Typical operation of London buses was they had a very low first gear, only used on hills, so the driver when starting would select second gear, depress and release the change gear pedal to engage the transmission, and then select third ready for changing gear on the move, all this done while the bus was still stationary. On starting, just the accelerator pedal was pressed, with the eventual shift into third gear made by simply pressing the gear change pedal.

The preselector buses were also exported to various countries – the AEC Regent III with the Wilson type gearboxes were used in Western Australia for 25 years as part of the public transport fleet from 1950 until 1976.

=== Armoured vehicles ===

- 1937–1943 Matilda II
- 1939–1945 Panzer 38(t) and the related Praga LT-38
- 1939–1945 Panzer III, using the Maybach-Variorex gearbox
- 1940–1974 Daimler Dingo
- 1943–1945 Stridsvagn m/42
- 1952–1971 Daimler Ferret
- 1952–1976 Alvis Saracen
- 1958–1972 Alvis Saladin
- 1963–197? OT-64 SKOT
- 1972–19?? Fox armoured reconnaissance vehicle
- 1993–2002 Challenger 2

=== Motorcycles ===
Some 1950s-era James motorcycles were built using Villiers engines and a preselector gearbox.
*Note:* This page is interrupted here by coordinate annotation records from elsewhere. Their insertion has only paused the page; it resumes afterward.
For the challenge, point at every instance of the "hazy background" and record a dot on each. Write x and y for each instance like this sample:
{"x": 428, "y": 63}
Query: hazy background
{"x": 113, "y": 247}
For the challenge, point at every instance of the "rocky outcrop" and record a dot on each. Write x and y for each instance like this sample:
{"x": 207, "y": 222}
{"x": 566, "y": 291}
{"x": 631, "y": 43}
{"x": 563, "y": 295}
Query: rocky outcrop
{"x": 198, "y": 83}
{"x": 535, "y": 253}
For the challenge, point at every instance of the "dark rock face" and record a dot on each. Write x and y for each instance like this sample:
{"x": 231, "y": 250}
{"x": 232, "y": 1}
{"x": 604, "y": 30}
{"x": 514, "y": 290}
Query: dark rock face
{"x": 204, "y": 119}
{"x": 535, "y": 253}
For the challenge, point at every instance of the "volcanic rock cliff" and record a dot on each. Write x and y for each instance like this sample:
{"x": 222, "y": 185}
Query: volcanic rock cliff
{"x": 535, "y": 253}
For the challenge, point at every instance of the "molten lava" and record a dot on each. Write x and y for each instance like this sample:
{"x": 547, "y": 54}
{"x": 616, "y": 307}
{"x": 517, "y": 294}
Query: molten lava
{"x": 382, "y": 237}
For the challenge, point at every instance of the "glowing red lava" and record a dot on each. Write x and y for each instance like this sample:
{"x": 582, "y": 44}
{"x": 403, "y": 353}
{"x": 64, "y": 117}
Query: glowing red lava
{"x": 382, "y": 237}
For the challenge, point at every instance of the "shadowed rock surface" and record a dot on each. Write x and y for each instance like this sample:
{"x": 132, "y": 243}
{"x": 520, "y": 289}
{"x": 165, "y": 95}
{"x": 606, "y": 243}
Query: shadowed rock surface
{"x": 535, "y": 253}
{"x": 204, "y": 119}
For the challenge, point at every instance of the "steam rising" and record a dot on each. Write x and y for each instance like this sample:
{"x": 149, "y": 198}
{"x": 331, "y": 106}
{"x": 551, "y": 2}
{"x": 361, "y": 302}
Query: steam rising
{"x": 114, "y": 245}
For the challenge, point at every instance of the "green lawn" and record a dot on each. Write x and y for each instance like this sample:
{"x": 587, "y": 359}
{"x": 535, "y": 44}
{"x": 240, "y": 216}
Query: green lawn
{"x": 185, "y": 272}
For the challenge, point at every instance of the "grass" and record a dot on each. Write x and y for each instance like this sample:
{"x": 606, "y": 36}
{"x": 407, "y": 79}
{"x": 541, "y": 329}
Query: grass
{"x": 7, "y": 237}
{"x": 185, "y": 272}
These were operated by pressing the gear pedal down to select 1st gear, then pulling in the clutch lever and on its return the gear engaged and drove forward. Pressing the gear pedal again selected 2nd gear, which was engaged only after the lever has been pulled in again.

=== Railcars ===
Some early petrol- and diesel-engined railcars in the 1930s used the Wilson preselector gearbox. The AEC-engined GWR 'Flying Banana' railcars had such a gearbox.